I Kin. 5:1-18; II Chron. 2:1-3:17; I Kin. 6:1-38
Solomon’s father, David had been a close friend with Hiram, king of Tyre and that friendship continued between the king of Tyre and Solomon. Soon after he had settled in as king of Israel, he began to make preparations to construct the temple of God that his father had been prevented from building. Since God is everywhere and cannot be contained, the temple was not to actually house Him, but was a place for the people to worship Him.
Lebanon was a land of abundant timber that could be used for building. Solomon sent a letter to Hiram proposing that he would provide grain and wine in exchange for the timber and craftsmen to oversee the work. Since Hiram needed the grain and wine, that was a win, win deal and he replied to Solomon his agreement to the proposition.
Logs were tied together as rafts and floated to Solomon where they were taken apart and moved overland to the building site. In an age of primitive mechanization, many thousands of workmen were required to prepare the timbers and stones for the temple construction.
On the second day of the second month of the fourth year of Solomon’s reign as king, the temple construction began in Jerusalem on Mount Moriah on the threshing floor site that David had purchased from Ornan. Considering that a cubit is eighteen inches, the foundation of the structure was ninety feet long, thirty feet wide and forty-five feet high with an additional fifteen-foot vestibule extending from the front.

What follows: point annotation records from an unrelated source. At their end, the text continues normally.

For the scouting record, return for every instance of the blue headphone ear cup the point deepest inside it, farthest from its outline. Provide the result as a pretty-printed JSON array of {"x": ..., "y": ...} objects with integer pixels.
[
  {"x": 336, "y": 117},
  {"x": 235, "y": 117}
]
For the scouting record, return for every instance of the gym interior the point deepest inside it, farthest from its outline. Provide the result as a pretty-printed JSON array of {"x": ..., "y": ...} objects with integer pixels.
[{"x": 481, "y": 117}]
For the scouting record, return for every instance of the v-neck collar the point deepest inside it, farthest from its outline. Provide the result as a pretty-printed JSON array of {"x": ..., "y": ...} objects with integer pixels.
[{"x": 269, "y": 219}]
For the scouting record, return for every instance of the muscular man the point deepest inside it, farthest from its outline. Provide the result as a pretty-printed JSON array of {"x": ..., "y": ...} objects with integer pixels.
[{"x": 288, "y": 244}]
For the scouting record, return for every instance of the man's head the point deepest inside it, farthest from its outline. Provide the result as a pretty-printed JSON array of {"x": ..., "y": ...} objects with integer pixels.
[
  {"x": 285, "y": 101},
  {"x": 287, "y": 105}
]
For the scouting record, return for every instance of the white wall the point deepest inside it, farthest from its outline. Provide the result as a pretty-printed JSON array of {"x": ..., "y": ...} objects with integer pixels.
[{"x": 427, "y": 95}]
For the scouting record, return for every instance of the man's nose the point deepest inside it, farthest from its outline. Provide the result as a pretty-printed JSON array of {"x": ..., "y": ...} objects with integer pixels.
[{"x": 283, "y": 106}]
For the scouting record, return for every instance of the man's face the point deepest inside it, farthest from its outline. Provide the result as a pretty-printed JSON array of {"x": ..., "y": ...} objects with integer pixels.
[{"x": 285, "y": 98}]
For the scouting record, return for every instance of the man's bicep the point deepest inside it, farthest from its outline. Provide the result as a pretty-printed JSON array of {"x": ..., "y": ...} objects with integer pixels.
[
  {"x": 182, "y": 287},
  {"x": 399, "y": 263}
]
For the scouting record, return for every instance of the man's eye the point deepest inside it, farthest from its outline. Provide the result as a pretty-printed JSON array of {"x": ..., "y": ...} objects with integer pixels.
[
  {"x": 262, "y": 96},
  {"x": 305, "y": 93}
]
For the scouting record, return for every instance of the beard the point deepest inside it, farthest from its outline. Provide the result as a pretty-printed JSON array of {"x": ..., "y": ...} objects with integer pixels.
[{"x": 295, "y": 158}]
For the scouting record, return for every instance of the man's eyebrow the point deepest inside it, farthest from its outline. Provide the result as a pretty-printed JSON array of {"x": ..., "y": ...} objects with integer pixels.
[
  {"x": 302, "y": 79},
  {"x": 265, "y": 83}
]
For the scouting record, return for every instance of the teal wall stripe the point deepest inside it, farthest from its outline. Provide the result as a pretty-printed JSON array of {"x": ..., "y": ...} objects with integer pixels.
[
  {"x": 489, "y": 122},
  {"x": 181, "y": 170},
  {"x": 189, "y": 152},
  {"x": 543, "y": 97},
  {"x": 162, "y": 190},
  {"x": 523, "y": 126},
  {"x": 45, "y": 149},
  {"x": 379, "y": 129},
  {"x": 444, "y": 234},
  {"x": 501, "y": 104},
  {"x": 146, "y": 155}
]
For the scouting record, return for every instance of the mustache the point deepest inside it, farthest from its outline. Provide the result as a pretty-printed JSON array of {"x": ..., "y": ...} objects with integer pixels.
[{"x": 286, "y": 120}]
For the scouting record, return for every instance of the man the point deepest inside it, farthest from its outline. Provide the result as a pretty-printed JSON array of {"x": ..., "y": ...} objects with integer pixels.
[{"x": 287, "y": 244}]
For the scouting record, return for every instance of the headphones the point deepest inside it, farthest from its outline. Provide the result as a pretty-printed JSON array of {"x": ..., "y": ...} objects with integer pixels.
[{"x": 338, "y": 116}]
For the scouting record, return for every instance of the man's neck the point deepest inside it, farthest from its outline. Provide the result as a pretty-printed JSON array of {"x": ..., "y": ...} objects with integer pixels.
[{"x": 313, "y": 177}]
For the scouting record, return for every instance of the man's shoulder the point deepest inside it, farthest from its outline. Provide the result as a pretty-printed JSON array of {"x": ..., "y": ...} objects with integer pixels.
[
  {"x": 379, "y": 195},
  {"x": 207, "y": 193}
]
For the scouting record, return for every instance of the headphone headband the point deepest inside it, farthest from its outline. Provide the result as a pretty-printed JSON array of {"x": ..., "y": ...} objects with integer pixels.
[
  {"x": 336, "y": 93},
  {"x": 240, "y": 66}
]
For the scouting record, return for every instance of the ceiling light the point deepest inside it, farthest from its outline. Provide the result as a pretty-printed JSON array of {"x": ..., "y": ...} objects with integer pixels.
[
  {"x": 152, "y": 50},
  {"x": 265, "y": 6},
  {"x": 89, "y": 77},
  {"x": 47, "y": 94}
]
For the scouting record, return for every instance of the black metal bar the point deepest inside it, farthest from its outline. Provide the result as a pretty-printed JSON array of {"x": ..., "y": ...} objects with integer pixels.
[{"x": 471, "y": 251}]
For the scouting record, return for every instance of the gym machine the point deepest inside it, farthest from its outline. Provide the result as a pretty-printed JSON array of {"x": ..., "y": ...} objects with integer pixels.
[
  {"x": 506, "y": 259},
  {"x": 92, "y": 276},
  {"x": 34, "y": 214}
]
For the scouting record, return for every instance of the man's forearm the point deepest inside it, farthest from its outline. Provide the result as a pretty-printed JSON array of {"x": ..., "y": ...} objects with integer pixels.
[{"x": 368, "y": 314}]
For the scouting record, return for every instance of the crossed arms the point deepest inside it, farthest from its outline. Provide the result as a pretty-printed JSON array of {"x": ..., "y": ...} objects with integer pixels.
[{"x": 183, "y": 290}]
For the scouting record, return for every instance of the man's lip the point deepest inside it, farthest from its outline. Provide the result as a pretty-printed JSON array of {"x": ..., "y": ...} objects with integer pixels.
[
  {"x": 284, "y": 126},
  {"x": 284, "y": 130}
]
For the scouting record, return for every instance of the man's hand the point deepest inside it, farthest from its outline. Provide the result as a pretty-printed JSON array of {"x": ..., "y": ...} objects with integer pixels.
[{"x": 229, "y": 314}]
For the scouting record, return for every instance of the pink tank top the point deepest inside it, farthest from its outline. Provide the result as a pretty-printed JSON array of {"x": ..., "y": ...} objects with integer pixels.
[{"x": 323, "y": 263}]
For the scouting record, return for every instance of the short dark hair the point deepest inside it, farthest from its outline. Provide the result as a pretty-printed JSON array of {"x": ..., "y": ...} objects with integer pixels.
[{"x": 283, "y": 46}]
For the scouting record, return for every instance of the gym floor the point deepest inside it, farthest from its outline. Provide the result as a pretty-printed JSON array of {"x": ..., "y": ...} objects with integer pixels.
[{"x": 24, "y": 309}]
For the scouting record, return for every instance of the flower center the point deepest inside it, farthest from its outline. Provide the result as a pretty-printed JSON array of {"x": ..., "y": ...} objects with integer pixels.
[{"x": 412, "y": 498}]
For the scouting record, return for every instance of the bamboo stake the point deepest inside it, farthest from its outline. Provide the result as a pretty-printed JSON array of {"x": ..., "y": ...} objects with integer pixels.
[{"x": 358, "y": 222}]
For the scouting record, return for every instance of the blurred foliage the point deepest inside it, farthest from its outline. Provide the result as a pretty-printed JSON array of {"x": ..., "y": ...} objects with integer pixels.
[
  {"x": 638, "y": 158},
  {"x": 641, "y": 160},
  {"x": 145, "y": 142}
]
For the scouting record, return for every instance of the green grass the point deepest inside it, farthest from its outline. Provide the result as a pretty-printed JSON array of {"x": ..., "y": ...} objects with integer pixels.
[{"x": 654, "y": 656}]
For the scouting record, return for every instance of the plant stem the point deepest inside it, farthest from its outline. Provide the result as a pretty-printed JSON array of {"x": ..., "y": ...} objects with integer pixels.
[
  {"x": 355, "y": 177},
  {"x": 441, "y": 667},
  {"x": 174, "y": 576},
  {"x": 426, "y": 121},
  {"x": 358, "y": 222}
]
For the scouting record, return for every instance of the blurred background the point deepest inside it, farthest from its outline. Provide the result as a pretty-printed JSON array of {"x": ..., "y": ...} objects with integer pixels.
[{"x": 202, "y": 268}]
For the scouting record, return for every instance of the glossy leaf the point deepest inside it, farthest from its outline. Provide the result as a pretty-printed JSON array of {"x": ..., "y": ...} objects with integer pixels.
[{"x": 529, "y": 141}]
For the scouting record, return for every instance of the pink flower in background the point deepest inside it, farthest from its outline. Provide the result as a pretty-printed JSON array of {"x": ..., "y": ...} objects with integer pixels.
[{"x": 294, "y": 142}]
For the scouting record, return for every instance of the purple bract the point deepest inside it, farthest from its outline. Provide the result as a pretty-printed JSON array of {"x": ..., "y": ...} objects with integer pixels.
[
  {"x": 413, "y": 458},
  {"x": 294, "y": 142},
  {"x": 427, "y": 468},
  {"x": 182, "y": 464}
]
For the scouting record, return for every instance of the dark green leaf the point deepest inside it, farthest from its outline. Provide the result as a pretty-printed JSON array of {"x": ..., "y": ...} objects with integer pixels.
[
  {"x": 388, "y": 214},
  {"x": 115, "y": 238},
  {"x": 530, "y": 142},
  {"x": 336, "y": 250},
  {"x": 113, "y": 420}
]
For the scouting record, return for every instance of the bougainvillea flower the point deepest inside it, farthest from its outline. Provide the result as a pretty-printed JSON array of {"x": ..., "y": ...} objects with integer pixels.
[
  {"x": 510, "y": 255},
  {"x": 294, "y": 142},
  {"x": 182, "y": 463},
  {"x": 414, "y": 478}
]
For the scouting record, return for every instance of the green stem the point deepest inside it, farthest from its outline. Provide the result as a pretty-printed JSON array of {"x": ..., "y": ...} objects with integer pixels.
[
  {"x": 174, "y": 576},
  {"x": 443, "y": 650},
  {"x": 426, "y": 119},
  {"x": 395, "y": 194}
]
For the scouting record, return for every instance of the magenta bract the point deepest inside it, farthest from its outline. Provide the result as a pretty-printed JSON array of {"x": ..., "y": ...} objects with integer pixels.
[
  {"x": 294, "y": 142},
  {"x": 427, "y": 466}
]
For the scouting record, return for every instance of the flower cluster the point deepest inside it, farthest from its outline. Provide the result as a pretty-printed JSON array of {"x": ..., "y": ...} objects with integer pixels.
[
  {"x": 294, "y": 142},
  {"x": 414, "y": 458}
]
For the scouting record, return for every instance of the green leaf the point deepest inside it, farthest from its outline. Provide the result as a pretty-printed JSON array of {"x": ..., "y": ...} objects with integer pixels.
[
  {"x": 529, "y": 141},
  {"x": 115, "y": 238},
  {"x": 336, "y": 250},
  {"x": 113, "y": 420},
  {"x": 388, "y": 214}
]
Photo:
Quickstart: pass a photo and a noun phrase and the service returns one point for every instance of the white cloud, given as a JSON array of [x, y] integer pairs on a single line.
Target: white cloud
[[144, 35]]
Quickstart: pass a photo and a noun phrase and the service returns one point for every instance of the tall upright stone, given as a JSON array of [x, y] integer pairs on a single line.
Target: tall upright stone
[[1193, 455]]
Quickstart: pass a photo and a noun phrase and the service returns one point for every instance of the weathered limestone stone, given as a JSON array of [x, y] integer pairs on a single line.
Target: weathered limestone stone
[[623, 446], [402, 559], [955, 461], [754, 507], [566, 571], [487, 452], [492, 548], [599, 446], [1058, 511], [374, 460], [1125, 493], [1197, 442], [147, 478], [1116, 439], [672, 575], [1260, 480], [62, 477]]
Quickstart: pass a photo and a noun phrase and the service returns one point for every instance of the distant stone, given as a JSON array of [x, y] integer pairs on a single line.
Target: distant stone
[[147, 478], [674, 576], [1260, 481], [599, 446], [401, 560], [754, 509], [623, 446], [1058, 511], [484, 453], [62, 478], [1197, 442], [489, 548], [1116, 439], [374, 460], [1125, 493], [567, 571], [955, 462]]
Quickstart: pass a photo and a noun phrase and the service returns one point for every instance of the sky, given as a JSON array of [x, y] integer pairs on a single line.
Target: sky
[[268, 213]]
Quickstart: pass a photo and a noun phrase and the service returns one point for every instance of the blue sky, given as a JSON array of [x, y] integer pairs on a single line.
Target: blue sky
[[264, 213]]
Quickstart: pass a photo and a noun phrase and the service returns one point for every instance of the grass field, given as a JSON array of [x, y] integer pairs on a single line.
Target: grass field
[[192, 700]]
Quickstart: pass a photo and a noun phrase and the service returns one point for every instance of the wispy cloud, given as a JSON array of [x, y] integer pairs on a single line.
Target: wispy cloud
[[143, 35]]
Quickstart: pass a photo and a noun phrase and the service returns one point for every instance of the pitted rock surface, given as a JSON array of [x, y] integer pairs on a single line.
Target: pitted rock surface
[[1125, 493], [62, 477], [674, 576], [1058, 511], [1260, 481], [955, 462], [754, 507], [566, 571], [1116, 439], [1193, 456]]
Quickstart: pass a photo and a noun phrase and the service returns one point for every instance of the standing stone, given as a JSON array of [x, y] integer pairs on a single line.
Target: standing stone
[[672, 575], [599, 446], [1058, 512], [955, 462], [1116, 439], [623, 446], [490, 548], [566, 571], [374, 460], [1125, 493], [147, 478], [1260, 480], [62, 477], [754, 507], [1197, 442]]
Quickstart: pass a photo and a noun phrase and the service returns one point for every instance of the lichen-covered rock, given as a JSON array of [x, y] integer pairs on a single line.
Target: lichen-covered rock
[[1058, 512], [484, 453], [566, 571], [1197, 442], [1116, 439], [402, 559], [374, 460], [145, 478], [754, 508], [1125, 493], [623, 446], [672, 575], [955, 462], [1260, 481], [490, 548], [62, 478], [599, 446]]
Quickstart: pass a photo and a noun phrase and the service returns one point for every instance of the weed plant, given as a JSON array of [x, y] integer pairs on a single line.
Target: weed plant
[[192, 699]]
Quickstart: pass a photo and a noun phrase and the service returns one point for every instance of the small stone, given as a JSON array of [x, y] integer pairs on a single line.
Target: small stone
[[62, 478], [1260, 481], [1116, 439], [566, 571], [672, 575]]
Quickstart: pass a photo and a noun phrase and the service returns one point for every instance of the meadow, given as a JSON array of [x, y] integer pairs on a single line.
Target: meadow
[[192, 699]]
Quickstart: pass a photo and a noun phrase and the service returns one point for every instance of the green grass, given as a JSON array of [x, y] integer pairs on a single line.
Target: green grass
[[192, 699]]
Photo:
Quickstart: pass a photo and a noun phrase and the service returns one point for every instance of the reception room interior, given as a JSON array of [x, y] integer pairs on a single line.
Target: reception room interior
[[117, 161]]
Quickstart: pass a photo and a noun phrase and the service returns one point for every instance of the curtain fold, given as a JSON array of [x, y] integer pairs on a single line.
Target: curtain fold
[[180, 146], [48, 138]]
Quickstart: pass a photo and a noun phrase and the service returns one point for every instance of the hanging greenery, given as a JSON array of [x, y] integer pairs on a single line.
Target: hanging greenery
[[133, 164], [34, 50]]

The stones for the temple foundation were completely sized at the quarry so there would not be the metallic sounds of any hammering or chiseling at the construction site. Even as large and elaborate as the stones were, they were covered with cedar beams and boards. The walls were cedar panels and the floors were cypress. All of the wooden surfaces were overlain with gold. There were also ornate carvings of cherubim and flowers.
Immediately inside from the front vestibule was the inner sanctuary and beyond that room was the Most Holy Place. Two cherubim were placed inside the Most Holy Place. Their wing spans were fifteen feet each and they stretched across the entire room. They were also fifteen feet high. Surrounding the temple were smaller rooms built against the outside wall. After a construction time of seven years the temple of the Lord in all of its splendor was completed.